Kevin Bertolero, Associate Director
Kevin Bertolero is the founding editor of Ghost City Press. He holds degrees in literature from Potsdam College and the University of New Hampshire, as well as an MFA from New England College. Kevin is the author of three collections of poetry, most recently Love Poems (Bottlecap Press, 2020), as well as a nonfiction book on gay cinema, Forever in Transition (Another New Calligraphy, 2021).

Jack Bachmann
Jack Bachmann is a writer currently living in Minneapolis, Minnesota. A graduate of St. Olaf College, Jack works as a museum and outdoor educator.

Deirdre Coyle
Deirdre Coyle is a writer and goth living in Brooklyn. She has been awarded fellowships and residencies from the MacDowell Colony, the Kerouac Project, and the Antioch Writers' Workshop. She is the author of the chapbook How to Talk to Writers at Parties, and her fiction and essays have appeared in Electric Literature, Lit Hub, The New Republic, Hobart Pulp, Joyland, and elsewhere. Her essay, “Men Recommend David Foster Wallace to Me,” was named one of the Best Stories by Women in 2017 by Bustle, translated into Italian for Corriere della Sera, and covered by Paste, Esquire Italia, and The Guardian. She lives online @DeirdreKoala.

Kim Bell
Kim Bell is a native of the South Shore of Massachusetts who currently lives, works, and writes in Milwaukee, Wisconsin. She holds an MFA in creative nonfiction from the University of Montana, where she taught writing and was the Nonfiction Editor at CutBank. Professionally, Kim writes about beer for The Lowlands Group in Milwaukee, and leads classes on all things beer-related: pairings, chemistry, hangover-remedies, and how the magic of fermentation led to the first human civilizations.
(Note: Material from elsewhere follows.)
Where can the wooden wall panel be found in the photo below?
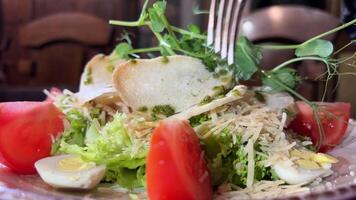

When she’s not writing or teaching, Kim illustrates cartoons she publishes on Facebook, Twitter, and the wall next to her boss’s desk, working predominantly in what she describes “both affectionately and hesitantly” as “Cancer Comedy.”
.jpg)
Ashley Mayne
Ashley Mayne is the author of two novels, Tiger and Mankiller. Her work has appeared in Post Road, Juked, Fish And Game Quarterly, The Doris, Metambesen, and elsewhere.
.jpg)
Nicole Roché
Nicole Roché is a writer, reporter, and self-archivist currently based in northern New York. She has taught writing and literature at the University of Kansas, where she earned her B.A. in journalism and an M.A. in English Literature/Creative Writing, and at the University of Montana, where she earned her M.F.A. in Fiction in 2017, and where she worked as a fiction editor and online managing editor for CutBank. She now teaches classes on storytelling and identity at St. Lawrence University in Canton, New York, where she is also a writer and editor for Weave News.

A. Harding
A. Harding is currently on the faculty at a girls' boarding school, where she teaches everything from classics to contemporary novels. She holds a Ph.D. in English literature from Cornell University, specializing in 20th century fiction and architecture. She previously worked for the Colgate Writers' Conference for nine years.
.jpg)
Will Georges (In Memoriam)
Will Georges is the author of It’s You I Like, published posthumously by a group of writers affiliated with the Creative Writing Program at Syracuse University, where he was an MFA candidate in poetry. His interests included, “surrealism and millenial drama”. He was a member of the inaugural Kettle Pond staff, where he will always be greatly missed.